La présentation mutuelle s’y était faite parmi des circonstances assez imprévues. Les deux aînés des trois petits princes, au moment où Mlle X... avait été conduite près d’eux, s’occupaient de tout leur cœur à essayer un nouveau « jeu de guerre » que venait d’inventer et d’aménager à leur usage le comte Zeppelin ; d’un jeu qui consistait à bombarder, du haut de minuscules ballons dirigeables, les principaux monumens de trois villes en carton-pâte, scrupuleusement reproduites en miniature d’après les plans authentiques de Londres, de Paris, et de Saint-Pétersbourg. Le jeune et beau lieutenant, qui naturellement dirigeait la « partie, » transmettait à ses élèves les instructions reçues par lui du comte Zeppelin : il leur enseignait à détruire, de préférence, les « édifices d’utilité nationale, » ou bien encore les « monumens du passé historique. » Et comme Mlle X..., — qu’il avait jusque-là, lui aussi, supposée de nationalité anglaise, — lui signalait doucement ce qu’il y avait d’un peu offensant pour sa qualité d’Anglaise dans le spectacle d’un jeu tel que celui-là, il s’était excusé de son mieux en alléguant les avantages de l’invention du comte Zeppelin pour renforcer l’ « instruction géographique » des petits joueurs.

Après quoi, des semaines s’étaient écoulées, pendant lesquelles Mlle X..., condamnée à passer de longues heures en compagnie du beau lieutenant, nous avoue elle-même qu’elle s’était volontiers livrée à la perspective d’un flirt innocent, tel que le pratiquaient naguère ses jeunes amies de Washington ou de Londres. Mais le lieutenant von H..., lui, ne l’entendait pas de la sorte. Un soir, ayant obtenu de l’institutrice qu’elle descendît avec lui au jardin du château, il lui avait expliqué l’impossibilité pour lui d’épouser une jeune fille sans fortune. « Il me dit que, s’il se mariait plus tard, ce ne pourrait être qu’avec une personne riche, séduite par la noblesse de son nom et par la situation qu’il occuperait dans l’armée. En tout cas, cela ne pourrait avoir lieu que dans un lointain avenir ; et, d’ici là, pourquoi ne pourrions-nous pas, moi et lui, être heureux ensemble ? Personne n’aurait soupçon de rien. Il avait soigneusement réfléchi à tous les détails de l’affaire. Il me protégerait de toute façon, en échange de ma complaisance pour lui. Et je pourrais me fier absolument à sa discrétion. »

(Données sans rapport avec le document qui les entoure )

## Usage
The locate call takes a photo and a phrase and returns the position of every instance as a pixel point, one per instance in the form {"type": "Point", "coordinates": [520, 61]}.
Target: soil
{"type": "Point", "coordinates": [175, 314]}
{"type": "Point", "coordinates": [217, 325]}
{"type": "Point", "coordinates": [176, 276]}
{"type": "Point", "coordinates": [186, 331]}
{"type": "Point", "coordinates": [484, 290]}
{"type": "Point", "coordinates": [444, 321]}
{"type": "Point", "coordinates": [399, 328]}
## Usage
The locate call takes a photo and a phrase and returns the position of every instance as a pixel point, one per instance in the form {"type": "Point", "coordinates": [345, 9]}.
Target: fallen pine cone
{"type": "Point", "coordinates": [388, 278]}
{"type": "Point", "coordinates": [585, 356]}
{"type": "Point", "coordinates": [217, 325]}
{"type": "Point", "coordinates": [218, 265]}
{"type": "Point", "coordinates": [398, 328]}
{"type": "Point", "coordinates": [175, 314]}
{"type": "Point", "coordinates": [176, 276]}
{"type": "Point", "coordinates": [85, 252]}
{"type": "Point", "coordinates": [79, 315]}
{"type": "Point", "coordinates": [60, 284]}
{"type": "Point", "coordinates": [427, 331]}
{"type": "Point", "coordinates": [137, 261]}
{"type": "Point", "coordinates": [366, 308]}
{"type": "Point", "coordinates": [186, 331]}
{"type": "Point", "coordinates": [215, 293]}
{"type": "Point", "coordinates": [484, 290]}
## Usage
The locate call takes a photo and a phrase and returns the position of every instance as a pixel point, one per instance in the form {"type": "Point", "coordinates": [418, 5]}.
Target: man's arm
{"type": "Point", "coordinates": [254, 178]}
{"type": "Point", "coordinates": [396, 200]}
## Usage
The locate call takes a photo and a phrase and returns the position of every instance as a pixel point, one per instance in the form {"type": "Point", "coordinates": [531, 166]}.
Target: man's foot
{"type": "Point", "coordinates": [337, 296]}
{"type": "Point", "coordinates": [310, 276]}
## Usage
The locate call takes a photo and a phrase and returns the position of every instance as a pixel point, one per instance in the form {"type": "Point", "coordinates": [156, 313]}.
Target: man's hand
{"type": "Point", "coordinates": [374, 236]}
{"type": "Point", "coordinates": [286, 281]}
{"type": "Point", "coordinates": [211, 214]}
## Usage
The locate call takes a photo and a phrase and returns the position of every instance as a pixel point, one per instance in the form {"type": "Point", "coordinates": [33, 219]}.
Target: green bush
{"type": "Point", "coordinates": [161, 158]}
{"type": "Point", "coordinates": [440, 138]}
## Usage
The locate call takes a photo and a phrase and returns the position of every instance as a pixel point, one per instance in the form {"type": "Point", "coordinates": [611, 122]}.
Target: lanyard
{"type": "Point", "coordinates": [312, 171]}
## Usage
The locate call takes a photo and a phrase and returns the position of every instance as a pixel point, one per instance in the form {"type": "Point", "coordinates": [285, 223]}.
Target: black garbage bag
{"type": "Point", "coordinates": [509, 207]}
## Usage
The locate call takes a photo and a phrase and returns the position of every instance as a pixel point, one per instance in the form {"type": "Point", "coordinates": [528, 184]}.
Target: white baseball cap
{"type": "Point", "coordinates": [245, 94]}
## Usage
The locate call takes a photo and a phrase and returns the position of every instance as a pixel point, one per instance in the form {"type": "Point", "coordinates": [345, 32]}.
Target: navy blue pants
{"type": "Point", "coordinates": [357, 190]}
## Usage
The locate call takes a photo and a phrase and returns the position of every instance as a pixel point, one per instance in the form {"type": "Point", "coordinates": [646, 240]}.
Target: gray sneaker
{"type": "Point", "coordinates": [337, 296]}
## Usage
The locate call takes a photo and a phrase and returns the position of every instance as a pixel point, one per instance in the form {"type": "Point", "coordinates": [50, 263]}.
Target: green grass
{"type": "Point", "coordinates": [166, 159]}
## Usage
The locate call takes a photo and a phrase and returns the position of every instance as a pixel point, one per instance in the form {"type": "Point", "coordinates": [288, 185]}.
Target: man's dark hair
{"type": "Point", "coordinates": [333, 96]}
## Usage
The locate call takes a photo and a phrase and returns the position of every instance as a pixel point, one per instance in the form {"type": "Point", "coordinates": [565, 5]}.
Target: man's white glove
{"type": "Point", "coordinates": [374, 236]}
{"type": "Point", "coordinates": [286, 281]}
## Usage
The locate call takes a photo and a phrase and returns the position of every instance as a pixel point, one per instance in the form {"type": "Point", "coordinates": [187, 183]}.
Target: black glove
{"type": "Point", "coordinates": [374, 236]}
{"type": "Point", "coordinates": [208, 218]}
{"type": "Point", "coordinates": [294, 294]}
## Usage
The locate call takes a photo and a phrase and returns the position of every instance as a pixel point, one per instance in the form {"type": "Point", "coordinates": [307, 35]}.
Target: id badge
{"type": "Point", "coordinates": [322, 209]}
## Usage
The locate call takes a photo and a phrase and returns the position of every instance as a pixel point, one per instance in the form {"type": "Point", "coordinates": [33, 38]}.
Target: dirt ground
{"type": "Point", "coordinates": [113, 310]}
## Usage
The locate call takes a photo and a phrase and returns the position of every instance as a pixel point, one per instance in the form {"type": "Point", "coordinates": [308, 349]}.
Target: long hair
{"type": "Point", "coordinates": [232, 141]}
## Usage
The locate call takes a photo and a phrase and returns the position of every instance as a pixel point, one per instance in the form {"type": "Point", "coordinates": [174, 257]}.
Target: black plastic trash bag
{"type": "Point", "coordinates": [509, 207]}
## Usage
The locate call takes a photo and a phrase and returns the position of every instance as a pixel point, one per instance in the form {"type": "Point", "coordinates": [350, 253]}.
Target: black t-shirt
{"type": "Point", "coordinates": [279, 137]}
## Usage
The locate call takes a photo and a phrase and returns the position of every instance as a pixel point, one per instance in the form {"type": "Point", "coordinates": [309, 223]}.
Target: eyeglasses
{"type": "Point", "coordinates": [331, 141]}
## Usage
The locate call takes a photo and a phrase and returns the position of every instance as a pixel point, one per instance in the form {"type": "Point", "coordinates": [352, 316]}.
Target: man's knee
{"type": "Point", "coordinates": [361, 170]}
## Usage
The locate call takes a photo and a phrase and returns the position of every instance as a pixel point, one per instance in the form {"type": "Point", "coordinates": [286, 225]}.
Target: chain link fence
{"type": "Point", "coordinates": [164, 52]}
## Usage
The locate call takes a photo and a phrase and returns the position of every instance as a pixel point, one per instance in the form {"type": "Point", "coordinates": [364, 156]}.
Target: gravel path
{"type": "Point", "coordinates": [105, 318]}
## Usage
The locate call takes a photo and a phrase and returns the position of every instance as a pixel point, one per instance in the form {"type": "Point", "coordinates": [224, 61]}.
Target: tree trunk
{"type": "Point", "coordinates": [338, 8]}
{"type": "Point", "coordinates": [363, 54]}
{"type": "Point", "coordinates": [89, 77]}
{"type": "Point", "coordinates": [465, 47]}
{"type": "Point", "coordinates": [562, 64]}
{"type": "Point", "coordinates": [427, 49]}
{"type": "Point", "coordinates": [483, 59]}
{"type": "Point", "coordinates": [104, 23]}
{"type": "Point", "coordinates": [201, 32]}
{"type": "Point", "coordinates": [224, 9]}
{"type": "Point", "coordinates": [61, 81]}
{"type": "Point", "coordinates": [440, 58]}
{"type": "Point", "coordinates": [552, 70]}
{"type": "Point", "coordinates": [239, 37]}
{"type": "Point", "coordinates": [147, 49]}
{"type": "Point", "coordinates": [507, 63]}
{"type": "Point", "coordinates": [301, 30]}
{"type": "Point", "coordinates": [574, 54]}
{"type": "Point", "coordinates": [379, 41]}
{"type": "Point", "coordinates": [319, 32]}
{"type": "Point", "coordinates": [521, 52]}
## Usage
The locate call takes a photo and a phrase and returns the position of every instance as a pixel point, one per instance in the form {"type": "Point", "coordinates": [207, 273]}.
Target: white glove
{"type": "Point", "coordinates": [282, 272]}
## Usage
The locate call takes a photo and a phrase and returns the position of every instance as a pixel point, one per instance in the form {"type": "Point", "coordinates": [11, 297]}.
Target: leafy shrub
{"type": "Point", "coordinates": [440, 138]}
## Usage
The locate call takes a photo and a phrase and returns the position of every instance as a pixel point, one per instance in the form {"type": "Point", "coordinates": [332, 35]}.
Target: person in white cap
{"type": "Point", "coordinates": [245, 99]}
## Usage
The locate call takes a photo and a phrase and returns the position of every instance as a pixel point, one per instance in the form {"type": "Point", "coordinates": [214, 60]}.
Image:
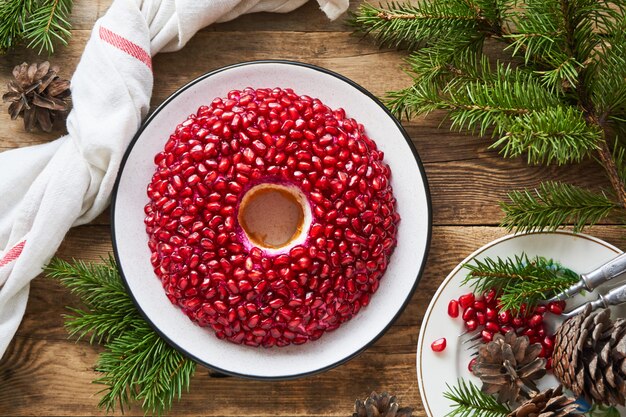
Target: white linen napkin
{"type": "Point", "coordinates": [46, 189]}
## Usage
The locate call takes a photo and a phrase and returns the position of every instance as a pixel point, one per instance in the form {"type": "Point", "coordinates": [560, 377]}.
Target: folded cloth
{"type": "Point", "coordinates": [46, 189]}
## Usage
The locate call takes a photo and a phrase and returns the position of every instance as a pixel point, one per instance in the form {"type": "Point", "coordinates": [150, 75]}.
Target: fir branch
{"type": "Point", "coordinates": [39, 23]}
{"type": "Point", "coordinates": [519, 280]}
{"type": "Point", "coordinates": [554, 204]}
{"type": "Point", "coordinates": [469, 401]}
{"type": "Point", "coordinates": [12, 15]}
{"type": "Point", "coordinates": [607, 76]}
{"type": "Point", "coordinates": [413, 25]}
{"type": "Point", "coordinates": [140, 366]}
{"type": "Point", "coordinates": [613, 173]}
{"type": "Point", "coordinates": [553, 134]}
{"type": "Point", "coordinates": [599, 410]}
{"type": "Point", "coordinates": [48, 24]}
{"type": "Point", "coordinates": [136, 365]}
{"type": "Point", "coordinates": [558, 106]}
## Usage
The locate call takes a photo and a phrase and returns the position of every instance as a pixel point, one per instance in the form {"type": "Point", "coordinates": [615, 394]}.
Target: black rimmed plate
{"type": "Point", "coordinates": [333, 348]}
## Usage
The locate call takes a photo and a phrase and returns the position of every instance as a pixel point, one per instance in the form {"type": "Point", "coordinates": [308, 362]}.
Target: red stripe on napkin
{"type": "Point", "coordinates": [125, 45]}
{"type": "Point", "coordinates": [13, 253]}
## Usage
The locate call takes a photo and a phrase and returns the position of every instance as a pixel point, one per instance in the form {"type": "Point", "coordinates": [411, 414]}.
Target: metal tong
{"type": "Point", "coordinates": [614, 297]}
{"type": "Point", "coordinates": [592, 280]}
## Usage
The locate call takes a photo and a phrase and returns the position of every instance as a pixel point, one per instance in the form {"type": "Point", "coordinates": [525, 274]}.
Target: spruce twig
{"type": "Point", "coordinates": [136, 365]}
{"type": "Point", "coordinates": [554, 204]}
{"type": "Point", "coordinates": [603, 411]}
{"type": "Point", "coordinates": [469, 401]}
{"type": "Point", "coordinates": [519, 280]}
{"type": "Point", "coordinates": [41, 24]}
{"type": "Point", "coordinates": [558, 106]}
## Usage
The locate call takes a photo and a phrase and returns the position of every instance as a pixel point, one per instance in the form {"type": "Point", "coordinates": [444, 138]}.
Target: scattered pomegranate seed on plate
{"type": "Point", "coordinates": [439, 345]}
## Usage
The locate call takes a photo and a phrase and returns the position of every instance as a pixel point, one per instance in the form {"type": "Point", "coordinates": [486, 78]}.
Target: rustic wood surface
{"type": "Point", "coordinates": [43, 373]}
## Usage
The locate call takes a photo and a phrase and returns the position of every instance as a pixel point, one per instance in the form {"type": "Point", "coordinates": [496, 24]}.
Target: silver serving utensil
{"type": "Point", "coordinates": [591, 280]}
{"type": "Point", "coordinates": [614, 297]}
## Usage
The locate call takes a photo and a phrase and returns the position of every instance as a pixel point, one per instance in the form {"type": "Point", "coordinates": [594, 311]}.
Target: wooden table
{"type": "Point", "coordinates": [43, 373]}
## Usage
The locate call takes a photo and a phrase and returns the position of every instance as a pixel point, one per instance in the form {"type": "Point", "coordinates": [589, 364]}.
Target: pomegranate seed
{"type": "Point", "coordinates": [518, 322]}
{"type": "Point", "coordinates": [536, 320]}
{"type": "Point", "coordinates": [244, 294]}
{"type": "Point", "coordinates": [504, 317]}
{"type": "Point", "coordinates": [481, 318]}
{"type": "Point", "coordinates": [480, 305]}
{"type": "Point", "coordinates": [491, 298]}
{"type": "Point", "coordinates": [492, 327]}
{"type": "Point", "coordinates": [471, 325]}
{"type": "Point", "coordinates": [556, 307]}
{"type": "Point", "coordinates": [469, 314]}
{"type": "Point", "coordinates": [466, 300]}
{"type": "Point", "coordinates": [470, 366]}
{"type": "Point", "coordinates": [439, 345]}
{"type": "Point", "coordinates": [453, 308]}
{"type": "Point", "coordinates": [487, 336]}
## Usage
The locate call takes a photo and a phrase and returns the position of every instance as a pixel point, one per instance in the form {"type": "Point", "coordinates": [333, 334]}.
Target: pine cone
{"type": "Point", "coordinates": [38, 95]}
{"type": "Point", "coordinates": [590, 356]}
{"type": "Point", "coordinates": [508, 366]}
{"type": "Point", "coordinates": [549, 403]}
{"type": "Point", "coordinates": [382, 405]}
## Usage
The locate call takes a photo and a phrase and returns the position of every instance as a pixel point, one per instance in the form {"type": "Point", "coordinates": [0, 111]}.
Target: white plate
{"type": "Point", "coordinates": [579, 252]}
{"type": "Point", "coordinates": [405, 267]}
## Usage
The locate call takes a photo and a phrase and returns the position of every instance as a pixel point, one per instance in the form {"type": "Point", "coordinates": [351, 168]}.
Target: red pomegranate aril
{"type": "Point", "coordinates": [486, 336]}
{"type": "Point", "coordinates": [470, 365]}
{"type": "Point", "coordinates": [492, 327]}
{"type": "Point", "coordinates": [518, 322]}
{"type": "Point", "coordinates": [481, 318]}
{"type": "Point", "coordinates": [208, 164]}
{"type": "Point", "coordinates": [556, 308]}
{"type": "Point", "coordinates": [439, 345]}
{"type": "Point", "coordinates": [466, 300]}
{"type": "Point", "coordinates": [536, 320]}
{"type": "Point", "coordinates": [491, 297]}
{"type": "Point", "coordinates": [480, 305]}
{"type": "Point", "coordinates": [504, 317]}
{"type": "Point", "coordinates": [469, 314]}
{"type": "Point", "coordinates": [453, 308]}
{"type": "Point", "coordinates": [471, 325]}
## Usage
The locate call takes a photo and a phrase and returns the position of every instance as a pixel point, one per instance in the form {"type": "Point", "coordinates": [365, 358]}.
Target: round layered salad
{"type": "Point", "coordinates": [271, 217]}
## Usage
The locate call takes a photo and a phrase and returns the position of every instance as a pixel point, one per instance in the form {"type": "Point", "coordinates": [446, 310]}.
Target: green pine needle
{"type": "Point", "coordinates": [519, 280]}
{"type": "Point", "coordinates": [41, 24]}
{"type": "Point", "coordinates": [412, 25]}
{"type": "Point", "coordinates": [470, 401]}
{"type": "Point", "coordinates": [553, 134]}
{"type": "Point", "coordinates": [554, 204]}
{"type": "Point", "coordinates": [557, 105]}
{"type": "Point", "coordinates": [136, 365]}
{"type": "Point", "coordinates": [603, 411]}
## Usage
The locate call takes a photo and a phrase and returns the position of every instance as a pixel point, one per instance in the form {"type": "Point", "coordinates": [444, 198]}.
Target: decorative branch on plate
{"type": "Point", "coordinates": [559, 98]}
{"type": "Point", "coordinates": [136, 364]}
{"type": "Point", "coordinates": [519, 280]}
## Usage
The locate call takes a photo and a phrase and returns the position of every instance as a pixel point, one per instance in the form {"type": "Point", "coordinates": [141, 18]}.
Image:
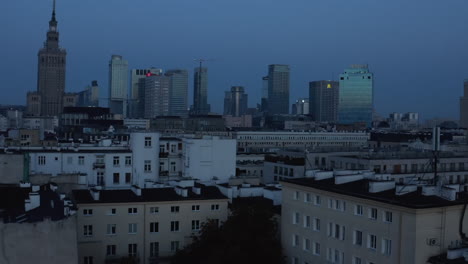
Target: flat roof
{"type": "Point", "coordinates": [147, 195]}
{"type": "Point", "coordinates": [359, 189]}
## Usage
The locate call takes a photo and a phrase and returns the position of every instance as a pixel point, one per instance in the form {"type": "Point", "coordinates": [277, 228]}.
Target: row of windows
{"type": "Point", "coordinates": [133, 228]}
{"type": "Point", "coordinates": [339, 205]}
{"type": "Point", "coordinates": [111, 250]}
{"type": "Point", "coordinates": [152, 210]}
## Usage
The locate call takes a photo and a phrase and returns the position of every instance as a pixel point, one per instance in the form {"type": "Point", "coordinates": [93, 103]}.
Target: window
{"type": "Point", "coordinates": [386, 247]}
{"type": "Point", "coordinates": [87, 212]}
{"type": "Point", "coordinates": [373, 213]}
{"type": "Point", "coordinates": [318, 200]}
{"type": "Point", "coordinates": [316, 249]}
{"type": "Point", "coordinates": [87, 230]}
{"type": "Point", "coordinates": [147, 142]}
{"type": "Point", "coordinates": [132, 250]}
{"type": "Point", "coordinates": [306, 245]}
{"type": "Point", "coordinates": [296, 218]}
{"type": "Point", "coordinates": [110, 250]}
{"type": "Point", "coordinates": [128, 160]}
{"type": "Point", "coordinates": [372, 242]}
{"type": "Point", "coordinates": [296, 195]}
{"type": "Point", "coordinates": [174, 246]}
{"type": "Point", "coordinates": [147, 167]}
{"type": "Point", "coordinates": [128, 177]}
{"type": "Point", "coordinates": [41, 160]}
{"type": "Point", "coordinates": [357, 260]}
{"type": "Point", "coordinates": [116, 178]}
{"type": "Point", "coordinates": [388, 217]}
{"type": "Point", "coordinates": [306, 221]}
{"type": "Point", "coordinates": [132, 228]}
{"type": "Point", "coordinates": [357, 237]}
{"type": "Point", "coordinates": [111, 229]}
{"type": "Point", "coordinates": [154, 227]}
{"type": "Point", "coordinates": [358, 209]}
{"type": "Point", "coordinates": [174, 226]}
{"type": "Point", "coordinates": [88, 260]}
{"type": "Point", "coordinates": [316, 224]}
{"type": "Point", "coordinates": [295, 241]}
{"type": "Point", "coordinates": [154, 249]}
{"type": "Point", "coordinates": [195, 225]}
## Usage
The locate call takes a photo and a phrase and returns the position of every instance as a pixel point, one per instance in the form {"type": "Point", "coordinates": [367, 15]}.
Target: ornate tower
{"type": "Point", "coordinates": [51, 72]}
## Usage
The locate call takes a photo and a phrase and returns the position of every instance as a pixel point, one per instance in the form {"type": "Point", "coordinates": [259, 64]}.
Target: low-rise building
{"type": "Point", "coordinates": [148, 225]}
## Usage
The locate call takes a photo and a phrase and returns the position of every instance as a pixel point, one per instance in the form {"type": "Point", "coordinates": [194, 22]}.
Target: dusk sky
{"type": "Point", "coordinates": [417, 49]}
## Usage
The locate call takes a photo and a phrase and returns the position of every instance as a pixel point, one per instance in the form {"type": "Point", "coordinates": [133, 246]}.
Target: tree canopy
{"type": "Point", "coordinates": [250, 235]}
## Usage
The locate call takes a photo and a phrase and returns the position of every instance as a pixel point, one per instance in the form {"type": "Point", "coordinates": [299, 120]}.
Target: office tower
{"type": "Point", "coordinates": [235, 101]}
{"type": "Point", "coordinates": [51, 73]}
{"type": "Point", "coordinates": [136, 102]}
{"type": "Point", "coordinates": [89, 96]}
{"type": "Point", "coordinates": [157, 95]}
{"type": "Point", "coordinates": [178, 92]}
{"type": "Point", "coordinates": [356, 99]}
{"type": "Point", "coordinates": [200, 92]}
{"type": "Point", "coordinates": [278, 89]}
{"type": "Point", "coordinates": [464, 106]}
{"type": "Point", "coordinates": [323, 100]}
{"type": "Point", "coordinates": [118, 83]}
{"type": "Point", "coordinates": [301, 107]}
{"type": "Point", "coordinates": [264, 100]}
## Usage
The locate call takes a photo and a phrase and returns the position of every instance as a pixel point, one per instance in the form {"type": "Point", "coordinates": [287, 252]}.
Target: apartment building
{"type": "Point", "coordinates": [147, 225]}
{"type": "Point", "coordinates": [356, 219]}
{"type": "Point", "coordinates": [249, 141]}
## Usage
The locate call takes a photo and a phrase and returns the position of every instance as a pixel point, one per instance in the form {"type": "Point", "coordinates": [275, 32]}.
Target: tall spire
{"type": "Point", "coordinates": [53, 12]}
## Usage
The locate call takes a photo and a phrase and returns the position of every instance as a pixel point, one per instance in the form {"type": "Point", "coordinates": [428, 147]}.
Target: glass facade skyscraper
{"type": "Point", "coordinates": [278, 89]}
{"type": "Point", "coordinates": [356, 95]}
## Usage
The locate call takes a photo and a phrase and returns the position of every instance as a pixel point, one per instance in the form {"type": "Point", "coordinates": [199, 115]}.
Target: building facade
{"type": "Point", "coordinates": [235, 101]}
{"type": "Point", "coordinates": [356, 95]}
{"type": "Point", "coordinates": [323, 98]}
{"type": "Point", "coordinates": [147, 225]}
{"type": "Point", "coordinates": [118, 85]}
{"type": "Point", "coordinates": [278, 89]}
{"type": "Point", "coordinates": [200, 92]}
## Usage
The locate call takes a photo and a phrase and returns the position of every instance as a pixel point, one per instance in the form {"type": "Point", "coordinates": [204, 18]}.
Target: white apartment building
{"type": "Point", "coordinates": [147, 225]}
{"type": "Point", "coordinates": [113, 167]}
{"type": "Point", "coordinates": [209, 158]}
{"type": "Point", "coordinates": [264, 141]}
{"type": "Point", "coordinates": [359, 220]}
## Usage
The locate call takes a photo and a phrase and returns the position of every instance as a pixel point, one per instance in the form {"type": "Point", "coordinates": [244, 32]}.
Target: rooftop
{"type": "Point", "coordinates": [359, 189]}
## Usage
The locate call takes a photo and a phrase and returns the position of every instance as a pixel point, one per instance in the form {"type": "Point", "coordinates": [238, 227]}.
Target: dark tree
{"type": "Point", "coordinates": [250, 235]}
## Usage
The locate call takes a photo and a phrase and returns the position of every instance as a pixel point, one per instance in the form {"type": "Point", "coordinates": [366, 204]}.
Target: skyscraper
{"type": "Point", "coordinates": [200, 93]}
{"type": "Point", "coordinates": [235, 101]}
{"type": "Point", "coordinates": [323, 100]}
{"type": "Point", "coordinates": [157, 95]}
{"type": "Point", "coordinates": [464, 106]}
{"type": "Point", "coordinates": [356, 95]}
{"type": "Point", "coordinates": [278, 89]}
{"type": "Point", "coordinates": [136, 102]}
{"type": "Point", "coordinates": [118, 85]}
{"type": "Point", "coordinates": [178, 92]}
{"type": "Point", "coordinates": [51, 73]}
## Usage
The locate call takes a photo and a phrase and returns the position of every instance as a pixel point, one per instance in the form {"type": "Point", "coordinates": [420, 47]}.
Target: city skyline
{"type": "Point", "coordinates": [427, 59]}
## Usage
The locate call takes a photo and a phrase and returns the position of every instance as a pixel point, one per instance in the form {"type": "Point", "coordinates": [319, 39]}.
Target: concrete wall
{"type": "Point", "coordinates": [43, 242]}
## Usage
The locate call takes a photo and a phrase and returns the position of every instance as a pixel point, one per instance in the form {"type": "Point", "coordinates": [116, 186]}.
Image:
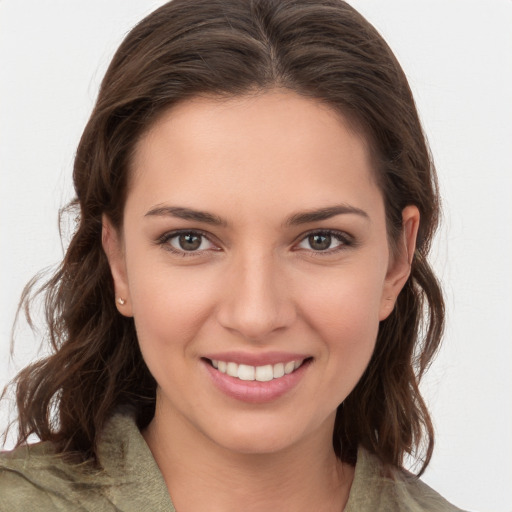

Ai-je besoin d’ajouter que Mlle X... n’avait point cru devoir accepter la proposition, ce qui, d’ailleurs, ne lui avait nullement aliéné les bonnes grâces de son galant collègue ? Et les journées continuaient de couler lorsque, un matin, deux visiteurs en uniforme étaient soudain apparus sur le seuil de la chambre où Mlle X... se trouvait en train de causer avec ses élèves.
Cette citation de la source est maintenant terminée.